CHARLESTON, W.Va. — State Senate Majority Leader John Unger said he has heard from officials in other states who watched West Virginia through the recent water emergency.
Unger (D-Berkeley) said he was in a meeting two weeks ago where elected leaders from several states discussed the legislative response centered on SB 373, which was signed into law by Gov. Earl Ray Tomblin.
“Many of them are now pointing to West Virginia where they’re passing stricter water resource protection acts in their respective states,” Unger said. “Senate Bill 373 has been a model in which they’ve looked at.”
The new law establishes a regulatory program for above ground storage tanks, requires water utilities to come up with source water protection plans, looks at water resources and mandates an early warning system if problems arise.

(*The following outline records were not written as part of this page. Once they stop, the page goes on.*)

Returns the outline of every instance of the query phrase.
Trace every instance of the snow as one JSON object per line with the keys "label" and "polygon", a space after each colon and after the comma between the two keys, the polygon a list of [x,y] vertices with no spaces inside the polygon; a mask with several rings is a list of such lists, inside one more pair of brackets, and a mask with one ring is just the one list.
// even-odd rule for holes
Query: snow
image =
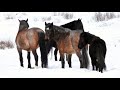
{"label": "snow", "polygon": [[[64,19],[60,12],[56,13],[57,15],[54,15],[54,12],[0,12],[0,41],[11,40],[15,45],[15,37],[19,27],[18,19],[28,18],[30,27],[39,27],[44,30],[45,21],[61,25],[82,18],[85,31],[89,31],[106,41],[106,71],[103,73],[93,71],[91,63],[88,69],[80,69],[80,62],[76,54],[72,55],[72,68],[69,68],[65,61],[65,69],[62,69],[61,62],[54,60],[53,53],[48,55],[48,68],[41,68],[39,48],[37,49],[39,66],[28,69],[27,52],[23,51],[24,68],[22,68],[20,67],[19,55],[15,45],[13,49],[0,49],[0,78],[120,78],[120,18],[95,22],[93,20],[95,12],[70,13],[74,15],[72,19]],[[13,19],[5,19],[8,15]],[[31,65],[35,66],[32,53]]]}

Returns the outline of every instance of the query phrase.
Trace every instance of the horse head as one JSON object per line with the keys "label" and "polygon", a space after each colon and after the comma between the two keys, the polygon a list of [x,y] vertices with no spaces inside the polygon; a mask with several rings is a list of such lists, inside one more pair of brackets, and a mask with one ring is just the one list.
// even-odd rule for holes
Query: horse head
{"label": "horse head", "polygon": [[25,29],[25,28],[27,28],[27,29],[29,28],[28,19],[27,20],[19,20],[19,22],[20,22],[19,30],[22,30],[22,29]]}

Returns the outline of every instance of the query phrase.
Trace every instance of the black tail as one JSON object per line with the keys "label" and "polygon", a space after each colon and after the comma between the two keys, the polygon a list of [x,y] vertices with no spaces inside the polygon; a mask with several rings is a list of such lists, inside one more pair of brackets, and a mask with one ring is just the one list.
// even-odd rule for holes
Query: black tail
{"label": "black tail", "polygon": [[[88,45],[87,45],[88,47]],[[88,68],[89,66],[89,58],[88,58],[88,53],[86,47],[82,48],[82,56],[83,56],[83,65],[85,68]]]}
{"label": "black tail", "polygon": [[42,68],[48,67],[48,58],[47,58],[47,50],[46,50],[46,44],[45,44],[45,34],[44,32],[40,32],[38,34],[39,36],[39,46],[40,46],[40,52],[41,52],[41,61],[42,61]]}
{"label": "black tail", "polygon": [[106,64],[105,64],[105,57],[104,57],[104,52],[103,49],[99,49],[98,54],[97,54],[97,59],[98,59],[98,67],[99,71],[103,72],[103,69],[106,70]]}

Unger said the law also takes aim at a long debate.
“We’re trying to break the barrier on this whole debate between the environmental or economic development. You have to have both in today’s world,” Unger said. “In the 21st Century you can’t choose one or the other—you have to have both.”
The circumstances that allowed the Freedom Industries chemical leak to contaminate West Virginia’s water are present in other states, Unger said.
“What happened here can happen anywhere throughout the country, and they recognize that,” he said. “West Virginia is not going to be judged on what happened to us but West Virginia is going to be judged on how we react.”